Edit to explain difference between this question and "exact duplicate": The proposed question has many answers, and they are written only to answer a conceptual question. My question is conceptual in nature, but I also asked for specific answer on how to do something functionally. Also, as I do not know what pass-by-reference and pass-by-value mean, how could I understand an answer to a question that I also do not understand? The answers available on the other question are not accessible to a layman who does not know the correct vocabulary. Unfortunately, I know "how" to do a lot of things with Java because I have taught myself, but often do not know the "what" or "why". Answering my question in terms of vocabulary words that I do not understand does not help, and is akin to me reading a textbook (which I have tried), and renders the point of asking the question mute. If you cannot answer it in a manner which the uninitiated can understand, and are unwilling to do so, you are so much hot air and certainly no better than the textbook. Thank you for your consideration.
I was getting a bunch of NaNs in my matrices when doing some operations and decided to run through the NetBeans Debugger. I found the issue, and fixed it but would like to know why it was happening.

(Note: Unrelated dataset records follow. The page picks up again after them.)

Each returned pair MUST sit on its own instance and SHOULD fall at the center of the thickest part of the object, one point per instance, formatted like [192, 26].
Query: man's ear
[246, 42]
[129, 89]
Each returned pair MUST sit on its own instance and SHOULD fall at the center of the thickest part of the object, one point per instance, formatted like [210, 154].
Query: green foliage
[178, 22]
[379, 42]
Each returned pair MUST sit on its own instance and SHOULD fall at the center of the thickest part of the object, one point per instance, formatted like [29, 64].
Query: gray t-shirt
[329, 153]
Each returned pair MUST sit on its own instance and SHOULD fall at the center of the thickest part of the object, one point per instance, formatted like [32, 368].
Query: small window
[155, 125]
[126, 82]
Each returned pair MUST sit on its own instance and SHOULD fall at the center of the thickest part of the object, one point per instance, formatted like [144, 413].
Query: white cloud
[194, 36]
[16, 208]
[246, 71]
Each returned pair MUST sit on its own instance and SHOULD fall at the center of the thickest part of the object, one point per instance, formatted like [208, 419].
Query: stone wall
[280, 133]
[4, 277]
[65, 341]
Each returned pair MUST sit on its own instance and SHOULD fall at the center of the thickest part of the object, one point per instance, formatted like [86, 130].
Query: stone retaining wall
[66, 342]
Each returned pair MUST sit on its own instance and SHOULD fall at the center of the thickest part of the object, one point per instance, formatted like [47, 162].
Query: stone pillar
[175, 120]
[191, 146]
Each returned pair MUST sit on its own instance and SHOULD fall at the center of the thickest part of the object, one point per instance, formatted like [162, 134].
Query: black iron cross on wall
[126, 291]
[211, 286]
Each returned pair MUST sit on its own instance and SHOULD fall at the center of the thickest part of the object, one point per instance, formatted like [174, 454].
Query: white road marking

Here is my original code for a method:
public static double[] row_scalar_mult(double scale, double[] row){
for(int i=0; i<row.length;i++){
row[i] = row[i]*scale;
}
return row;
}
What I found was that the row of the 2D array that I passed to this method got acted on directly, which was not the intent. I thought that the method was supposed to just make a copy of it or some such thing and use it without changing what it was given. I fixed it below:
public static double[] row_scalar_mult(double scale, double[] row){
double[] result = new double[row.length];
for(int i=0; i<row.length;i++){
result[i] = row[i]*scale;
}
return result;
}
But I am curious about this happening conceptually, and if there is some simple way to declare a variable or a method that keeps the input of the method intact outside the method. Also, I'm sure there is terminology for all of what I'm saying, but I didn't know what words to use in the search. I hope this isn't a repeat.